MPG Horsepower Weight
43.1 48 1985
19.9 110 3365
19.2 105 3535
17.7 165 3445
18.1 139 3205
20.3 103 2830
21.5 115 3245
16.9 155 4360
15.5 142 4054
18.5 150 3940
27.2 71 3190
41.5 76 2144
46.6 65 2110
23.7 100 2420
27.2 84 2490
39.1 58 1755
28 88 2605
24 92 2865
20.2 139 3570
20.5 95 3155
28 90 2678
34.7 63 2215
36.1 66 1800
35.7 80 1915
20.2 85 2965
23.9 90 3420
29.9 65 2380
30.4 67 3250
36 74 1980
22.6 110 2800
36.4 67 2950
27.5 95 2560
33.7 75 2210
44.6 67 1850
32.9 100 2615
38 67 1965
24.2 120 2930
38.1 60 1968
39.4 70 2070
25.4 116 2900
31.3 75 2542
34.1 68 1985
34 88 2395
31 82 2720
27.4 80 2670
22.3 88 2890
28 79 2625
17.6 85 3465
34.4 65 3465
20.6 105 3380
I used R software to solve this question.
R codes and output:
d=read.table('mpg.txt',header=TRUE)
> head(d)
MPG Horsepower Weight
1 43.1 48 1985
2 19.9 110 3365
3 19.2 105 3535
4 17.7 165 3445
5 18.1 139 3205
6 20.3 103 2830
> attach(d)
Que.a
> mean(MPG)
[1] 28.542
> sd(MPG)
[1] 8.171431
> mean(Horsepower)
[1] 90.84
> sd(Horsepower)
[1] 27.25867
> mean(Weight)
[1] 2756.52
> sd(Weight)
[1] 635.051
For variable MPG:
Mean = 28.542 and sd = 8.1714
For variable Horsepower :
Mean = 90.84 and sd = 27.2586
For variable weight:
Mean = 2756.52 and sd = 635.051
Que.b
par(mfrow=c(2,2))
> hist(MPG)
> hist(Horsepower)
> hist(Weight)
We check skewness of variable using histogram. Histogram for horsepower is very asymmetric, hence variable horsepower has greatest skewness.
Que.c
mpg=subset(MPG, (MPG>37));mpg
[1] 43.1 41.5 46.6 39.1 44.6 38.0 38.1 39.4
> length(mpg)
[1] 8
> prop=8/50
> prop
[1] 0.16
> sd(mpg)
[1] 3.203569
Sample proportion of vehicle whose fuel economy exceeds 37 mpg is 0.16
And its standard deviation is 3.2036
Que.d
pairs(d)
1. There is negative correlation between the pair MPG and horsepower and also in the pair MPG and weight.

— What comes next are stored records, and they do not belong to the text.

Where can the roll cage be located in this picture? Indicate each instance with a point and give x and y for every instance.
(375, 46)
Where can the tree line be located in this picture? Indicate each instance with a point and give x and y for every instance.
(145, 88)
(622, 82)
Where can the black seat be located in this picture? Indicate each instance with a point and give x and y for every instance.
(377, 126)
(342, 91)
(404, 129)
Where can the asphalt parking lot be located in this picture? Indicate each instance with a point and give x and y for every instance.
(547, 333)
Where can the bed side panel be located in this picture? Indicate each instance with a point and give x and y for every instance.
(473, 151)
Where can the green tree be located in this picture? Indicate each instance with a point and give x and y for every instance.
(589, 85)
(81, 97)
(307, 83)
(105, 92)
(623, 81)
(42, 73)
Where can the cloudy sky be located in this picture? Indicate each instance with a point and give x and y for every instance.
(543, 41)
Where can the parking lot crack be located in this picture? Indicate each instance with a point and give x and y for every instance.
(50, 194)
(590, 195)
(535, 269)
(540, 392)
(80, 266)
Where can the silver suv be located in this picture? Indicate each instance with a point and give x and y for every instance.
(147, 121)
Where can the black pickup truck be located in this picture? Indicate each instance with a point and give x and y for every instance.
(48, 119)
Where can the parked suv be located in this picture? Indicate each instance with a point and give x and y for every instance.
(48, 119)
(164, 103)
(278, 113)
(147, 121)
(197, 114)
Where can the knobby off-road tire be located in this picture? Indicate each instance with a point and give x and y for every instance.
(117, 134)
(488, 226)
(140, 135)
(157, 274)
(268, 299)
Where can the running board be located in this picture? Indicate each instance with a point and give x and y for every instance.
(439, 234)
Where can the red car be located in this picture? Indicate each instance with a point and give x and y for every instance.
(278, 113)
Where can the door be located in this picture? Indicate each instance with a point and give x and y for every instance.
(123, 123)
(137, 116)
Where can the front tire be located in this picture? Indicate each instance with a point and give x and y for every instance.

2. There is positive correlation between horsepower and weight.
Que.e
model=lm(MPG~Horsepower)
> summary(model)
Call:
lm(formula = MPG ~ Horsepower)
Residuals:
Min 1Q Median 3Q Max
-12.3218 -3.7569 -0.1532 3.3686 11.9527
Coefficients:
Estimate Std. Error t value Pr(>|t|)
(Intercept) 50.00521 2.52351 19.816 < 2e-16 ***
Horsepower -0.23627 0.02663 -8.873 1.09e-11 ***
---
Signif. codes: 0 ‘***’ 0.001 ‘**’ 0.01 ‘*’ 0.05 ‘.’ 0.1 ‘ ’ 1
Residual standard error: 5.081 on 48 degrees of freedom
Multiple R-squared: 0.6212, Adjusted R-squared: 0.6133
F-statistic: 78.72 on 1 and 48 DF, p-value: 1.093e-11
> model2=lm(MPG~Weight)
> summary(model2)
Call:
lm(formula = MPG ~ Weight)
Residuals:
Min 1Q Median 3Q Max
-8.414 -2.636 -1.202 2.317 13.377
Coefficients:
Estimate Std. Error t value Pr(>|t|)
(Intercept) 57.79725 2.96897 19.47 < 2e-16 ***
Weight -0.01061 0.00105 -10.11 1.79e-13 ***
---
Signif. codes: 0 ‘***’ 0.001 ‘**’ 0.01 ‘*’ 0.05 ‘.’ 0.1 ‘ ’ 1
Residual standard error: 4.668 on 48 degrees of freedom
Multiple R-squared: 0.6803, Adjusted R-squared: 0.6736
F-statistic: 102.1 on 1 and 48 DF, p-value: 1.787e-13
Since p-value for F statistics corresponding to both models are less than 0.05, hence both the model are useful in predicting MPG.
However adjusted R2 for second model (for weight as predictor) is greater.
Hence second model best describe behavior of gasoline mileage.